El padre Toño, como es conocido, lo hizo tanto frente al presidente Balaguer, como a don Antonio Guzmán. Monseñor Panal, ante Trujillo, denunciándole las precariedades que vivía la ciudad de La Vega en aquellos tiempos.

Eso sucedió en 1961, cuando ya la dictadura finalizaba, lo que le salvó junto a su familia de una tenaz persecución. Dentro del catolicismo, siempre ha habido hombres dispuestos a cumplir con el mandato de Jesús, denunciando males políticos y sociales.

Pero en el caso que nos ocupa, el padre se salió de la línea de los anteriores, porque en lugar de demandar obras que beneficien a su comunidad, puso sus intereses personales y religiosos por encima de todo.

Según medios de prensa, en su reclamo al jefe de Estado, lo conminó a invertir menos en Educación, para que le construya una parroquia. Olvidando, no es obligación del Estado construir iglesias, para que el Vaticano recaude dinero de los incautos.

Pero, si yo fuera cura, pensaría igual, porque de lo que se trata es de defender el interés individual, y a la Iglesia lo menos que le interesa es que la gente se eduque, Medina sabe, que construyendo escuelas choca con ese poder supremo.

Sabe, que esto le quitaría la venda a quienes se han convertido en esclavos del Clero. Agradecemos a los Dominicos exhibir hoy la primera Universidad del "Nuevo Mundo", demostrando que entre los reformadores, también llegaron hombres preocupados por la educación.

Aunque desde ahí difundían cátedras religiosas para fortalecer sus prédicas en América.
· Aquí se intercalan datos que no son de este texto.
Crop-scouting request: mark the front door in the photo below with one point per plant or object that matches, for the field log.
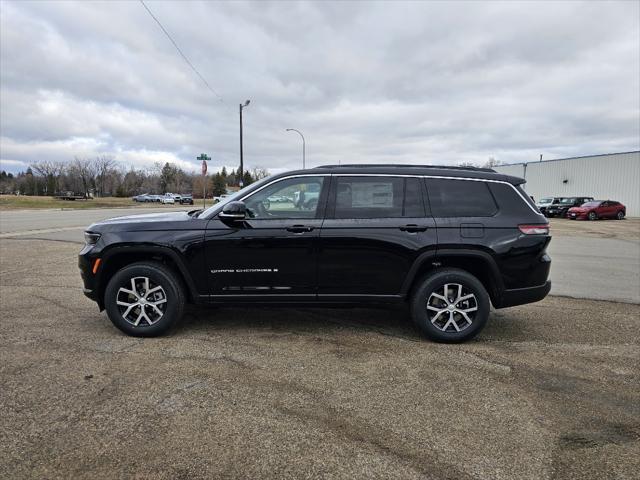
(375, 228)
(274, 252)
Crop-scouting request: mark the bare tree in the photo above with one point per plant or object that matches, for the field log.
(51, 171)
(85, 170)
(102, 165)
(258, 172)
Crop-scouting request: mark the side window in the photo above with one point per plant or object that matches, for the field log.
(378, 197)
(413, 203)
(460, 198)
(289, 198)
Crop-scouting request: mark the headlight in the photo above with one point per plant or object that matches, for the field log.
(91, 238)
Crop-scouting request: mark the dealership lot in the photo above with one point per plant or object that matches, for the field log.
(548, 390)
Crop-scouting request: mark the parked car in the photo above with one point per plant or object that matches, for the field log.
(448, 242)
(142, 198)
(598, 209)
(562, 207)
(546, 202)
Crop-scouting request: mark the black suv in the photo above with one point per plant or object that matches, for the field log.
(561, 208)
(448, 241)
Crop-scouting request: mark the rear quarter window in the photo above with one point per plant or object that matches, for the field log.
(460, 198)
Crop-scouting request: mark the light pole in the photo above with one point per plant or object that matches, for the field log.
(303, 145)
(241, 174)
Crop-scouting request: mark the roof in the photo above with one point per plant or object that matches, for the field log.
(427, 170)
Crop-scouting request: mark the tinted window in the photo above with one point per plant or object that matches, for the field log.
(378, 197)
(289, 198)
(460, 198)
(413, 204)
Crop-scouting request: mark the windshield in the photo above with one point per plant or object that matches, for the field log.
(234, 196)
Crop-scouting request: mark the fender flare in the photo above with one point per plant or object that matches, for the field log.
(153, 249)
(434, 257)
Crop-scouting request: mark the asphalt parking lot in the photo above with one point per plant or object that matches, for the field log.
(548, 390)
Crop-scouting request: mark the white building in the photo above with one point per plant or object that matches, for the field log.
(615, 176)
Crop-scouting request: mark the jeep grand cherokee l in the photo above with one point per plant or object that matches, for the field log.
(450, 242)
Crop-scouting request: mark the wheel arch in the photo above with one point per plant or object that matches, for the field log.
(478, 263)
(118, 257)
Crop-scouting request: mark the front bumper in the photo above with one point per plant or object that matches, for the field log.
(85, 264)
(521, 296)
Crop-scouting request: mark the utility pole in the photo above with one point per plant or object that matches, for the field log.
(303, 145)
(241, 173)
(204, 158)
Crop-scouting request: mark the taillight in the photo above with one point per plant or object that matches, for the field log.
(534, 229)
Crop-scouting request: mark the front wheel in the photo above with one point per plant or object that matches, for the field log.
(144, 299)
(450, 306)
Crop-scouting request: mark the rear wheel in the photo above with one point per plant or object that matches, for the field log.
(450, 306)
(144, 299)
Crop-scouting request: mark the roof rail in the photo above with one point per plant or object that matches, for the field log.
(395, 165)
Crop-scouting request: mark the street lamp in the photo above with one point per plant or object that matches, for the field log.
(303, 145)
(241, 173)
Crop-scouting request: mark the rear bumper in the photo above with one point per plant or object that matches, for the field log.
(521, 296)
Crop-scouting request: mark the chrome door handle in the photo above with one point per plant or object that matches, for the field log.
(299, 229)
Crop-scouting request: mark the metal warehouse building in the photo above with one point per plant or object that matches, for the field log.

No es extraño que este cura pida al mandatario dejar de invertir en escuelas y liceos, y en vez de eso, le construya parroquias, con dinero del contribuyente.

Es sensato pedirle al jefe de Estado que diversifique la inversión pública, pues es cierto, no sólo necesitamos escuelas, en un país donde tantos males se han acumulado, pero lo que menos necesitaría el pobre es Iglesias.

A la Iglesia hay que exonerárselo todo, y también pretende que con el dinero de educar a la población se le construyan sus negocios, lo cual debe ser tarea del Vaticano, que maneja mucho más recursos que el Estado dominicano.

Cuando esta, mejor debería ayudar al gobierno, a sanear cañadas, donde viven hijos de Dios en condiciones deplorables. Que parte de esos recursos captados, sean invertidos en estos barrios, donde pobreza y desigualdad son sus compañeras 24/7.